Die bestehenden Systeme der Rechenschaftspflicht (oder mangelnden Rechenschaftspflicht) für Online-Plattformen und soziale Medien werden derzeit von vielen Seiten kritisiert. Auf EU-Ebene soll die Reform der E-Commerce-Richtlinie durch den Digital Services Act (DSA) eine zeitgemäße Regulierung schaffen, in den Vereinigten Staaten geht es unter anderem um eine mögliche Überarbeitung der Section 230. US-Regulierung von Onlinediensten ergibt sich durch ein Zusammenspiel verschiedener Rechtsgebiete

Wie die monatelangen Konsultationen und Vorarbeiten in Brüssel derzeit unterstreichen, ist dies kein leichtes Unterfangen. Die Haftungsfreistellung von Onlinediensten wird oft als Fundament der rapiden Entwicklung des heutigen Internets genannt. Bemühungen um Reformen zum Schutz vor Hassrede (Stichwort NetzDG) und zur Verhinderung der Verbreitung von terroristischen Inhalten und anderen kriminellen Aktivitäten im Internet sind allesamt mit der Frage konfrontiert, wie Inhalte geprüft und Straftaten verfolgt werden können, ohne Plattformen dauerhafte Überwachungs- und Filterpflichten aufzuerlegen, die die Informationsfreiheit im Netz massiv einschränken würden. Zugleich macht die Zunahme von Falschinformationen in der Corona-Krise effektive Maßnahmen gegen deren teils noch durch Algorithmen gestärkte Verbreitung umso notwendiger. 

Künftig müssen strukturierende Plattformen demokratische Prinzipien respektieren, wie sie in der Erklärung der Initiative „Information & Democracy” niedergelegt sind, die im November 2018 von einer internationalen Kommission von 25 Persönlichkeiten veröffentlicht wurde. Die Initiative führte am Rande der jüngsten UNO-Generalversammlung zur Gründung einer Internationalen Partnerschaft, die von 36 Regierungen unterzeichnet wurde. Sie ist eine von sechs konkreten Initiativen im Rahmen der von Außenminister Heiko Maas gestarteten Allianz für Multilateralismus. Die 36 Unterzeichnerstaaten, zu denen die Vereinigten Staaten nicht gehören, forderten die Plattformen auf, Transparenz zu zeigen und eine Reihe von Prinzipien zu respektieren, darunter die Notwendigkeit, die Verlässlichkeit von Informationen zu fördern.
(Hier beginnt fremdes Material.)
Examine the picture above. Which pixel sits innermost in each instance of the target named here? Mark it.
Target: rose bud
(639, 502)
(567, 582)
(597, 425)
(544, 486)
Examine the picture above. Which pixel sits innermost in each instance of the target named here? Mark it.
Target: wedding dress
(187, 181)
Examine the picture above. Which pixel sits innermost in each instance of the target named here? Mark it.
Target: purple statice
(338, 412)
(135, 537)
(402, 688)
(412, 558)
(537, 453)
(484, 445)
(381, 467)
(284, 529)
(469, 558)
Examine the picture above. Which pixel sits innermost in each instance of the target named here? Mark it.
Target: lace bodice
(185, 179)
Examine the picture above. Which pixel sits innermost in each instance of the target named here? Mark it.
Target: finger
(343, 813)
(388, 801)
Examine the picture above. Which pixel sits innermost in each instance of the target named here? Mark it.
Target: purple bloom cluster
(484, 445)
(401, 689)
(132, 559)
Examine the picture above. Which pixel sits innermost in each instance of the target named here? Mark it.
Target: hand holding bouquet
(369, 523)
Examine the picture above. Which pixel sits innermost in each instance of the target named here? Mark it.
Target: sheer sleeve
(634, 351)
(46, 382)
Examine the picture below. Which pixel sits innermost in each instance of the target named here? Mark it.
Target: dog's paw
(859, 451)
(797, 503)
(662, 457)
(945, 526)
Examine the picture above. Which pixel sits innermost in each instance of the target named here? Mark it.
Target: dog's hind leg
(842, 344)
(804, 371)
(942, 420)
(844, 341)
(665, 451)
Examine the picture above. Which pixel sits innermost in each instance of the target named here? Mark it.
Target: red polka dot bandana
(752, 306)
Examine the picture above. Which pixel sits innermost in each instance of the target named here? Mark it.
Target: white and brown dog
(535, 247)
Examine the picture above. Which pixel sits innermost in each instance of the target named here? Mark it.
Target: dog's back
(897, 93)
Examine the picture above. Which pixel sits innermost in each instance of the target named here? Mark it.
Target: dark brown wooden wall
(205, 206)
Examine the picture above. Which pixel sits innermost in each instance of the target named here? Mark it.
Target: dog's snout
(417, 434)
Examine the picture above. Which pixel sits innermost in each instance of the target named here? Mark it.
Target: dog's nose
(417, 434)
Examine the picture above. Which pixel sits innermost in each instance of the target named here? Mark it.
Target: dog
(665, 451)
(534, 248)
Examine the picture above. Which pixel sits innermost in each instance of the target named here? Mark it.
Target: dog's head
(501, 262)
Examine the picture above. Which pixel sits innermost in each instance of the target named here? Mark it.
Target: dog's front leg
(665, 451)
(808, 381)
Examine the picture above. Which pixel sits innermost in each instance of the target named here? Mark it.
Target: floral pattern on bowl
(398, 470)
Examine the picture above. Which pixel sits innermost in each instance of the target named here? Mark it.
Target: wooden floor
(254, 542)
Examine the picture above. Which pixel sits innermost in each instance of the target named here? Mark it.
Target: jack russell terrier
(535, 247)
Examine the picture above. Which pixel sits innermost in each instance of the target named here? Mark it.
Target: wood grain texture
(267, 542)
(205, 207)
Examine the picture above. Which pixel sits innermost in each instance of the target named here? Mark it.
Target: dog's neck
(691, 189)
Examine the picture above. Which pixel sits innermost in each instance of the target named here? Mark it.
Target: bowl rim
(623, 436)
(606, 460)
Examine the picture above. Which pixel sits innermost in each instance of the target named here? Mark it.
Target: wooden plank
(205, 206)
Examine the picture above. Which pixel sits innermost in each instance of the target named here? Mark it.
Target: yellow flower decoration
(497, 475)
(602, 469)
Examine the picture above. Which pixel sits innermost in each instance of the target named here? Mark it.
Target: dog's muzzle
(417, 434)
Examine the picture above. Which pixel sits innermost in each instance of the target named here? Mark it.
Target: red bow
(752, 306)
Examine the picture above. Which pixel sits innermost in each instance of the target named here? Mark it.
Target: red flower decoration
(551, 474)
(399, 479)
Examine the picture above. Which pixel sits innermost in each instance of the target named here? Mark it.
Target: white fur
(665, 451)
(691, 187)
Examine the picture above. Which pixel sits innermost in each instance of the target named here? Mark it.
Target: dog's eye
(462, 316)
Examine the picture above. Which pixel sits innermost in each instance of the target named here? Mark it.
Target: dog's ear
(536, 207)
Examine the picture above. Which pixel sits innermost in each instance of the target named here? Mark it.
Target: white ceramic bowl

Zusammen mit elf zivilgesellschaftlichen Organisationen hat RSF das Forum für Information und Demokratie ins Leben gerufen, dessen Ziel es ist, Expertinnen und Experten zusammenzubringen, um sich aus dem Paradigmenwechsel der öffentlichen Debatte ergebende Fragen zu erörtern und Empfehlungen für die Regulierung und Selbstregulierung zu formulieren.

Darüber hinaus hat RSF die "Journalism Trust Initiative" (JTI) ins Leben gerufen, die Kriterien eines professionellen Standards für vertrauenswürdigen Journalismus definiert. Plattformen könnten die JTI-Standards nutzen, um vertrauenswürdige Nachrichten und Informationen zu fördern, indem sie diese Indikatoren in ihre Algorithmen einbeziehen.